Another issue is the overall interest and qualifications of women in tech/video games. I handle applicant screening for the art department at my company as one of my duties, and we get less female than male applicants that are qualified, even though in art there tends to be more of a common ground, and even though the ratio within our own art department is pretty 50/50.
I don't have exact numbers for other departments, but overall there are less female applicants. Maybe as a society we need to take a look at why young women are not going into tech as much as young men.

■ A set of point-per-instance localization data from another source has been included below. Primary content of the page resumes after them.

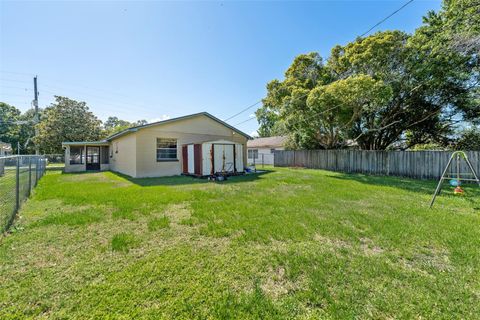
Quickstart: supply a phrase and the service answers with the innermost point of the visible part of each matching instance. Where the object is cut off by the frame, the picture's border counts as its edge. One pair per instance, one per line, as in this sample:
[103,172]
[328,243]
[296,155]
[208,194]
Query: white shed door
[191,159]
[223,157]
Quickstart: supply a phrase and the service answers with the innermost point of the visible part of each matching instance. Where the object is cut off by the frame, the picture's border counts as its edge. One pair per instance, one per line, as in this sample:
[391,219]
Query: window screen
[76,155]
[166,149]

Finally, there is the product, which can be construed as abusive to women in nature, but it could be argued (I actually think about this myself) that video games have also been responsible for introducing a gamut of strong female characters into the radar of an otherwise male-dominated video game/comic book culture:
Lara Croft who wears skimpy clothes also kicks major ass, Samus Aran who wore a giant non-gender-denominational suit for a long time, Left for Dead's Zoey who wears pretty average clothes and looks very much like the girl next door, etc.
Are video games responsible for the sexy portrayals of these women outside of the realm of the game itself? Booth babes and sexed up photo shoots are generally not the responsibility of the developer, but of the marketing department or the publisher. It could be argued that women are objectified in a lot of other fields by marketing, and that booth babes are common not just in video games but in a lot of other convention-type events (comics anyone?)

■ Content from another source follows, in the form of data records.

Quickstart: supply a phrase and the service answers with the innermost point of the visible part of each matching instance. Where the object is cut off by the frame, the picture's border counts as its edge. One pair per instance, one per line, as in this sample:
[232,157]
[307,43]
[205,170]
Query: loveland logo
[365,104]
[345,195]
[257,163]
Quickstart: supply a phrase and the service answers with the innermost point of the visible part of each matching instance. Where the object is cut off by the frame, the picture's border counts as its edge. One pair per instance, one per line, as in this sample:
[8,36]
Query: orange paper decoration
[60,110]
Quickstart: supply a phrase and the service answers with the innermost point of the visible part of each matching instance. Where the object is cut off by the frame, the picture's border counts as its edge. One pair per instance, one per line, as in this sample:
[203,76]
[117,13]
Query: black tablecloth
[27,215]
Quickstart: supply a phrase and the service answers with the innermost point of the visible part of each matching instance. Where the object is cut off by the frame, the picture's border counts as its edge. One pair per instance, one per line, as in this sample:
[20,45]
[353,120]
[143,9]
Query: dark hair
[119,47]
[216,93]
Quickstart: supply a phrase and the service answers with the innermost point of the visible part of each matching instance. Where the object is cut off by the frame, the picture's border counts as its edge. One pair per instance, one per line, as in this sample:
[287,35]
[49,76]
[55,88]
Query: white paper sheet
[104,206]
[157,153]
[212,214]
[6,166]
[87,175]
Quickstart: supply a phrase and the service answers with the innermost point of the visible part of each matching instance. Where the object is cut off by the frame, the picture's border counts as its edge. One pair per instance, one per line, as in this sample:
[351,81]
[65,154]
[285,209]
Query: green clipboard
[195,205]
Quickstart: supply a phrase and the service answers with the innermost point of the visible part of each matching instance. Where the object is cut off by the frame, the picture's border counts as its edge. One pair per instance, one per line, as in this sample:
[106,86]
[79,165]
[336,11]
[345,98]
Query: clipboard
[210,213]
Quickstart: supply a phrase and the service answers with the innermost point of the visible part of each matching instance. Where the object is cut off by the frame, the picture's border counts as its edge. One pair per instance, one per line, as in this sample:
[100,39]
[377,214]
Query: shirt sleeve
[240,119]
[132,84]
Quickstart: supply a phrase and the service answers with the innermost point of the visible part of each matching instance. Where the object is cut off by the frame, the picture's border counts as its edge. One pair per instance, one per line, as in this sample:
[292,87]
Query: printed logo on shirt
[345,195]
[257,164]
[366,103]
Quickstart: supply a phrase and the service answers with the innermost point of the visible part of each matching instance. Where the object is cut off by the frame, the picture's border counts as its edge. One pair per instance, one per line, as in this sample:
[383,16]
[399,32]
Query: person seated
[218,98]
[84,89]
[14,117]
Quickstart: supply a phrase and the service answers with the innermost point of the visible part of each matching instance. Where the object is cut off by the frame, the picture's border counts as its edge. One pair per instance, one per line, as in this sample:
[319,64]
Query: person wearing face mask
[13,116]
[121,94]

I actually think this portrayal of women in games has very little to do with being responsible for the actual treatment of women in the game development work place, and more to do with an overall social issue of product demands and expectations...and not just of video games.
My experience as a woman developer has been overall very positive, but I have definitely had a few unfortunate incidents that I've had to deal with. The main thing is when I analyze these issues, they have nothing to do with video games, as they are very similar to the issues I had to deal with in pretty much every other work environment, including non-male dominated ones. The sad reality is: women are still treated poorly, EVERYWHERE. Women still make less money than men, they still get promoted less than men, and they still have to put up with the advances of a small group of assholes that function on a primal level at the workplace (or everywhere).

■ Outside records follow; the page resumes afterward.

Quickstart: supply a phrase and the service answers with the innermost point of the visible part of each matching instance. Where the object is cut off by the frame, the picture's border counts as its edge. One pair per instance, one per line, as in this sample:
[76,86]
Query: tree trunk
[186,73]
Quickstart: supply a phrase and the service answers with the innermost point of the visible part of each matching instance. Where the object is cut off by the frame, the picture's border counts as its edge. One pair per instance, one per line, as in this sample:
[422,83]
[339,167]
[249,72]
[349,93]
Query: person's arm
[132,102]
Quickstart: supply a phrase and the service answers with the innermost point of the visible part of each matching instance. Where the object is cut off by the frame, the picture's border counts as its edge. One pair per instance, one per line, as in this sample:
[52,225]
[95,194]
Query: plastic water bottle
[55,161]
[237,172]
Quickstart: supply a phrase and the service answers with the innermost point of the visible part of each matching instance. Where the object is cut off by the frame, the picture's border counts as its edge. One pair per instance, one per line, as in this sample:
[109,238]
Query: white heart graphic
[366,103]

I love working in video games. I am fortunate to work for a studio that has a very unusual and very positive ratio of women-to-men, and the men and women I work with are wonderful, respectful, friendly people I look forward to working with every day.
Things are changing, but change is slow. As women we have to work extra hard, and prove ourselves that much more than men, but I know we can do it, and we can participate in encouraging the next generation of girls to get into things that are nerdy and tech-y.
Anyone remember this?
This woman was threatened to be raped, murdered and had her internet identity vandalized because of her Kickstarter for a documentary video speaking of the way women are portrayed in video games.
The fact alone that her simple project received such horrific response on the internet is very telling, but the fact that she got the amount of funding she got is also telling that there is change at work out there. Glass half full, people. Glass half full.